Eine Verblüffung, die bei manchem in Bestürzung umschlagen könnte, bleibt sie doch weitestgehend erhalten. Vordergründig unspektakulär macht die Band da weiter, wo sie auf „Neon Golden“ aufgehört hat. Besonders „Alphabet“ und „Gravity“ suggerieren ein sofortiges Wiedererkennen. Standen jedoch auf dem letzten Album die Ideen und der Rhythmus – elektronisch, Bass und Schlagzeug – im Mittelpunkt, erledigt die Rhythmussektion hier ihre Aufgabe weitgehend unauffällig im Hintergrund. Die kreativen Geistesblitze fügen sich ebenso ein in das sehr flächige Klangbild. Sie zu lokalisieren fordert den Hörer. Ein offenbar noise-rockendes Anschwellen aus Bass, Gitarre und Schlagzeug, wie es „Good Lies“ mit charakterisiert, bleibt die Ausnahme. Weitere augenfällige Kniffe? Das „Andromeda Mega Express Orchestra“ zu Beginn von „Where in this World“, der (Vorsicht, Wortspiel) asiatisch angedubbt begründete Einstieg zu „On Planet Off“, das aufwühlende Flirren und Pulsieren in „Alphabet“. Das war es. Oberflächlich betrachtet.

Überhaupt Flächen. „The Devil, You + Me“ besteht in erster Linie aus Flächen. Die Arrangements bilden keine Räume, es sind klangliche Oberflächen, Schichten, ausgedehnte Ebenen. Elektronische Programmierung, Gitarre, Bass, Orchester, Rhythmus verweben sich zu einem Teppich aus Klängen. Einer Tapete, die das Ohr auskleidet, Geräusche schluckt, eine Atmosphäre herstellt, in der sich zu verlieren leicht fällt. Im Gewebe der Musik verirrt der Hörer sich unter Umständen, übersieht die Feinheiten, betrachtet nur das Gesamtbild. Der Eindruck wird von Grün bestimmt, obwohl zwischen rötlich und bläulich, zwischen weiß und schwarz, zwischen braun und pink viele Farben vorkommen. Die klangliche Landschaft auf dieser Reise gehört zu jenen, die den Zugreisenden einlullen, die nach einer Weile langweilig erscheinen, sie zieht vorbei, ohne wirklich wahrgenommen zu werden.

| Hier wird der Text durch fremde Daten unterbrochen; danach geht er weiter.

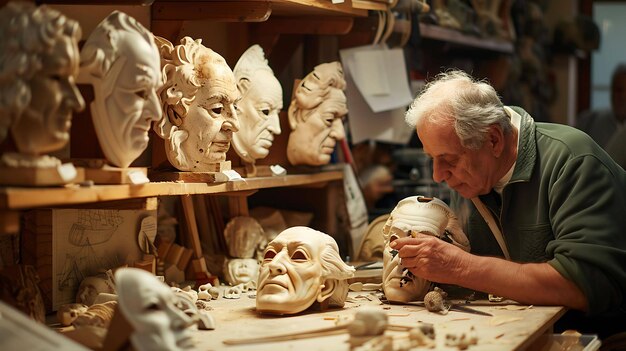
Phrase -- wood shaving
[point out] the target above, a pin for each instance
(499, 320)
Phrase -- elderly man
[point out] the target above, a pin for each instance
(198, 101)
(543, 205)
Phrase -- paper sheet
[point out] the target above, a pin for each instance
(85, 241)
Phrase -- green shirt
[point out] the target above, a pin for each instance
(566, 205)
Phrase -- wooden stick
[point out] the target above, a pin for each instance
(337, 329)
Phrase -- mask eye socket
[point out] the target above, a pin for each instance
(269, 255)
(299, 256)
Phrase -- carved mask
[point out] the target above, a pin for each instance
(122, 62)
(415, 214)
(40, 60)
(316, 116)
(259, 107)
(241, 270)
(198, 104)
(301, 266)
(154, 311)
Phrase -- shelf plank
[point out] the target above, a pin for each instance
(428, 31)
(22, 198)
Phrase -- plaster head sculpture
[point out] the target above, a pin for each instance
(198, 100)
(316, 116)
(243, 235)
(154, 311)
(301, 267)
(412, 215)
(38, 64)
(259, 107)
(241, 270)
(121, 60)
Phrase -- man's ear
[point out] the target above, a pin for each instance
(326, 290)
(495, 138)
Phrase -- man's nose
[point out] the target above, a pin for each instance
(274, 123)
(231, 121)
(441, 172)
(337, 131)
(73, 98)
(153, 107)
(277, 266)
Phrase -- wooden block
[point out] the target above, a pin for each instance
(199, 265)
(174, 254)
(188, 177)
(9, 222)
(50, 176)
(148, 263)
(114, 175)
(36, 250)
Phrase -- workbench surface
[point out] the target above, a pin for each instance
(512, 326)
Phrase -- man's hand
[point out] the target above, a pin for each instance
(431, 258)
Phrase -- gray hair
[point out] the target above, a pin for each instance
(472, 105)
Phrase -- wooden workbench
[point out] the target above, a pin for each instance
(524, 328)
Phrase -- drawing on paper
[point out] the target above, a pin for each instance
(87, 241)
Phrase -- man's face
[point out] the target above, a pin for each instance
(316, 137)
(155, 312)
(126, 99)
(618, 96)
(469, 172)
(290, 277)
(212, 118)
(44, 125)
(242, 270)
(258, 113)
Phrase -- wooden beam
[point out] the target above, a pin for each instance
(306, 25)
(224, 11)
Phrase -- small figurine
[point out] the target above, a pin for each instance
(198, 100)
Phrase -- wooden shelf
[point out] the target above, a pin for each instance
(428, 31)
(12, 198)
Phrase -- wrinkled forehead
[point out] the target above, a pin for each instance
(298, 237)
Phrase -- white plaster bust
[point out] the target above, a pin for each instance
(415, 214)
(198, 100)
(316, 116)
(300, 267)
(38, 64)
(120, 59)
(243, 235)
(152, 308)
(240, 270)
(259, 107)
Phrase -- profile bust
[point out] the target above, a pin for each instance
(301, 267)
(121, 61)
(316, 116)
(38, 66)
(198, 101)
(259, 107)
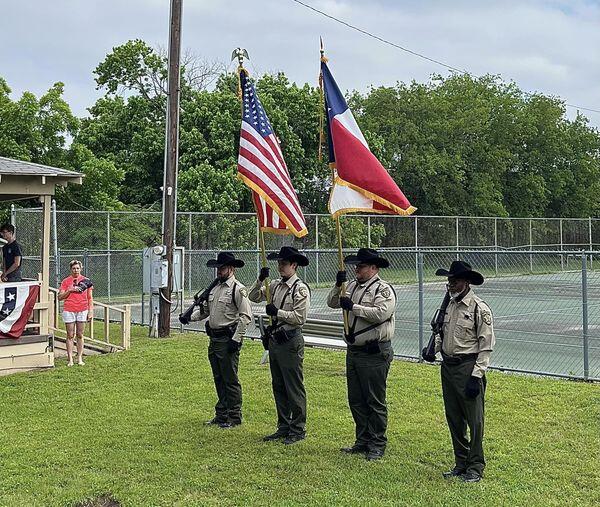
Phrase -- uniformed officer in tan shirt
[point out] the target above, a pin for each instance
(466, 346)
(370, 303)
(229, 313)
(288, 309)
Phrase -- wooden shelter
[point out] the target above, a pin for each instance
(25, 180)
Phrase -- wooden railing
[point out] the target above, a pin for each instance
(105, 343)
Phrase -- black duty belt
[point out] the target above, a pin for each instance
(459, 358)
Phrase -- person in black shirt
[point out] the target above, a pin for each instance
(11, 255)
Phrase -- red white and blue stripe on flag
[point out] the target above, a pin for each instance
(361, 183)
(16, 304)
(261, 167)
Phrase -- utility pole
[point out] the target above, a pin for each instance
(171, 156)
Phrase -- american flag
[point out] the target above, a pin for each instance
(16, 304)
(261, 166)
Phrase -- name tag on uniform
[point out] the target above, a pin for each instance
(225, 297)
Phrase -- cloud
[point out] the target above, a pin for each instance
(549, 46)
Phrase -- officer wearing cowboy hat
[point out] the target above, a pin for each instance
(466, 345)
(229, 313)
(290, 301)
(371, 303)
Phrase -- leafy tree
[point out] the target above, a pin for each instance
(35, 130)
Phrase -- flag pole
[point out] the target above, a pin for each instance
(240, 54)
(341, 265)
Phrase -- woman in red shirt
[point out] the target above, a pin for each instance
(78, 309)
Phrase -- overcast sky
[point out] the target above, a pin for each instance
(546, 46)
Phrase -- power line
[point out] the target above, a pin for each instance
(414, 53)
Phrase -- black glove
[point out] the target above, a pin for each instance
(271, 310)
(426, 356)
(340, 278)
(264, 273)
(233, 346)
(265, 340)
(473, 387)
(346, 303)
(372, 347)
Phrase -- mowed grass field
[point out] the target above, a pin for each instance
(129, 426)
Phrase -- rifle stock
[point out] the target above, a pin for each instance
(199, 298)
(437, 327)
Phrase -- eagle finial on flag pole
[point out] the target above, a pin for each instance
(262, 167)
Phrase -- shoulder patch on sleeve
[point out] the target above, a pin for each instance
(386, 292)
(486, 316)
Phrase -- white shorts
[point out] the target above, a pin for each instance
(69, 317)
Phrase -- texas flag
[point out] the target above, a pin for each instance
(16, 304)
(360, 181)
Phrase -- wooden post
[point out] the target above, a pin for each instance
(106, 324)
(171, 158)
(126, 328)
(45, 256)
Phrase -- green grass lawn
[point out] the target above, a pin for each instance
(130, 425)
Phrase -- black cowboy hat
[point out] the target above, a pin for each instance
(461, 269)
(288, 253)
(367, 256)
(225, 259)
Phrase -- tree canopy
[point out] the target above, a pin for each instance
(456, 145)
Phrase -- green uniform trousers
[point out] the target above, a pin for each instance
(286, 360)
(366, 375)
(463, 412)
(224, 365)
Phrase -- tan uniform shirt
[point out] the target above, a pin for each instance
(296, 304)
(222, 311)
(374, 303)
(468, 329)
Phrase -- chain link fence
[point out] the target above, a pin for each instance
(540, 278)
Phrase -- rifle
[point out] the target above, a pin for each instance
(199, 298)
(437, 328)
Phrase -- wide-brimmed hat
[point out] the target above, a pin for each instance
(225, 259)
(367, 256)
(461, 269)
(288, 253)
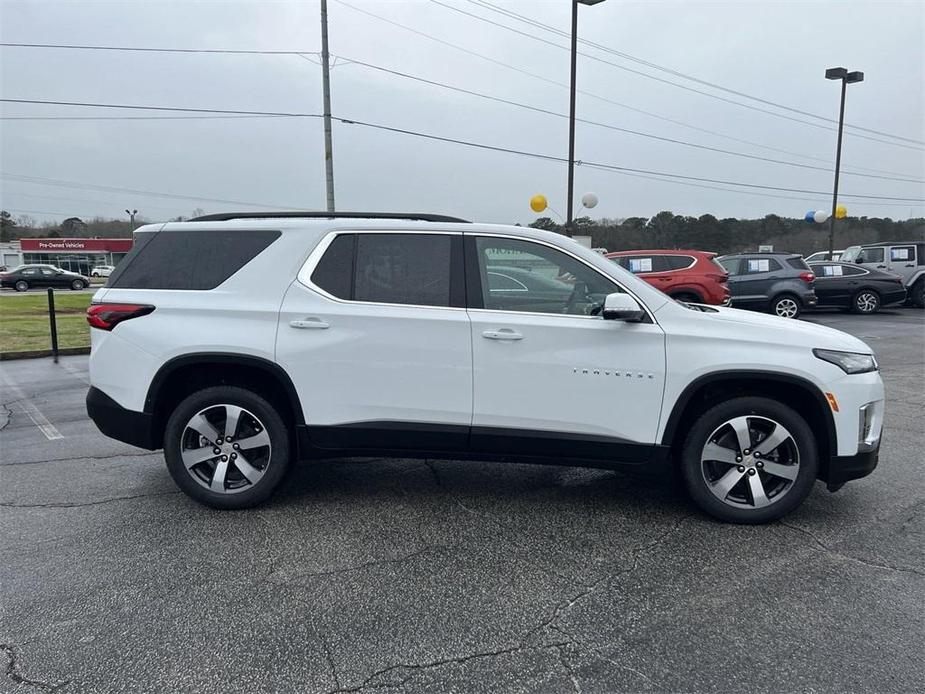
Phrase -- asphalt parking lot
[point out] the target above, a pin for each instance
(448, 576)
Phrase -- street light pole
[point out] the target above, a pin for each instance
(839, 73)
(326, 94)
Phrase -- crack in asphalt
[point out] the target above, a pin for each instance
(417, 667)
(64, 504)
(849, 557)
(12, 672)
(85, 457)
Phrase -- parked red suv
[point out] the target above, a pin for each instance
(691, 276)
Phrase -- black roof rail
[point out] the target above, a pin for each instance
(310, 214)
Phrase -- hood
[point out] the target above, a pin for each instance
(778, 330)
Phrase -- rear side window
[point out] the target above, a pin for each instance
(191, 259)
(677, 262)
(415, 269)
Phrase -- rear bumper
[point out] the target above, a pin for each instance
(135, 428)
(851, 467)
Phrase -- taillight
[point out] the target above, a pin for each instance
(108, 316)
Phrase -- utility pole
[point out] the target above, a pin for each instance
(326, 87)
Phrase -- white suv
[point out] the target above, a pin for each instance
(239, 343)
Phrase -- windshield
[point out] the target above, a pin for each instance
(850, 254)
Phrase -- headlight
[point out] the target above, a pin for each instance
(849, 362)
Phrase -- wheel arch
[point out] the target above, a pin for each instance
(796, 392)
(188, 373)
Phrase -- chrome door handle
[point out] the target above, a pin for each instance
(315, 323)
(502, 334)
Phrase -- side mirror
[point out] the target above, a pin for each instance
(619, 306)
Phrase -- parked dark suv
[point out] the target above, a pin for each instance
(779, 283)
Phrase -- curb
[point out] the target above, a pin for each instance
(37, 353)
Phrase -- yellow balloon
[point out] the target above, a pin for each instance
(538, 203)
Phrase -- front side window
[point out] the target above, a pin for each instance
(551, 281)
(387, 268)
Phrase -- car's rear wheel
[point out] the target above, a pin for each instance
(749, 460)
(226, 447)
(866, 301)
(786, 306)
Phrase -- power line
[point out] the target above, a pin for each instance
(435, 137)
(627, 56)
(630, 131)
(612, 167)
(37, 180)
(150, 50)
(669, 82)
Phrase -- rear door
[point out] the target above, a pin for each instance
(901, 261)
(376, 339)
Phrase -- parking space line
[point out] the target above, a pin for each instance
(41, 421)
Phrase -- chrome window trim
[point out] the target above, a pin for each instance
(308, 267)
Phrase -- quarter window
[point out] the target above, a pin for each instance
(549, 281)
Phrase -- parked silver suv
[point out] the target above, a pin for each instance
(903, 258)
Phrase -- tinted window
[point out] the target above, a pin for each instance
(403, 269)
(193, 259)
(871, 255)
(677, 262)
(553, 282)
(334, 272)
(755, 266)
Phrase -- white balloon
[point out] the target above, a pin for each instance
(589, 200)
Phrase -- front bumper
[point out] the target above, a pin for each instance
(135, 428)
(845, 468)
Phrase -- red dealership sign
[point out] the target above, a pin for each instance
(73, 245)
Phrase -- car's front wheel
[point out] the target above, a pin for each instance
(786, 306)
(866, 301)
(227, 447)
(749, 460)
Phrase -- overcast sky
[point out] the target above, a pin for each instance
(774, 50)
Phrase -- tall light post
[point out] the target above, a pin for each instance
(839, 73)
(569, 226)
(326, 103)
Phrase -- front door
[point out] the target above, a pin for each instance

„The Devil, You + Me“ liefert keinen Adrenalinrausch, es ist kein Mountain-Bike-Rennen durch das Tian Shan, es ist keine stürmische Nordatlantiküberfahrt in einer Nussschale. Das Album entspricht mehr Vogelbeobachtung im Winter in der Lüneburger Heide oder dem Gefühl, bei Windstille im Nebel vor Spitzbergen zu liegen. Unaufmerksam betrachtet eine Situation, eine Tätigkeit voller Langeweile, verstecken sich darin doch subtile Reize. Eine nicht gleich greifbare Tiefe, die auch der deplatzierte ins Wasser der Schautafel gehende Charakter auf dem Cover andeutet. Diese ohne größere Hormonausschüttungen auskommende Ausrichtung der Musik ist damit im besten Sinne vollkommen und total unzeitgemäß. Am ehesten ließen sich The Notwists traumwandlerische Tiefebenen wohl in die Schublade Dreampop stecken. Ein Genre, das die Gebrüder Acher und Martin Gretschmann jedoch nicht nur mittels des Macintosh weiter denken, räumlich und fortschrittlich. Den unspektakulären Charakter brechen allein die sich offenbarenden Sollbruchstellen auf. Jene angedeuteten Spannungsbögen und Spannungsabfälle, an denen die Band live ihre eigenen Werke beginnen wird zu dekonstruieren, zu vernichten und neu aufzubauen.

Bin ich ehrlich? Wäre „The Devil, You + Me“ ein Debütalbum, ich würde nach der subjektiv fairen Anzahl an Hördurchgängen wohlwollend das Prädikat „nett“ verleihen und in einem Nebensatz den Aufwand für die Arrangements, die vielen eingeflossenen Ideen, die Wendungen und kleinen Überraschungen bewundern. Anders, die Achers und ihr Gretschmann machen es einem dieser Tage wirklich nicht leicht. Nein, ich bin nicht enttäuscht, denn ich ahne, wie das Album „wachsen“ wird. Aber erstaunt bin ich, wie gezielt The Notwist sich Ansprüchen entziehen, ohne zu enttäuschen.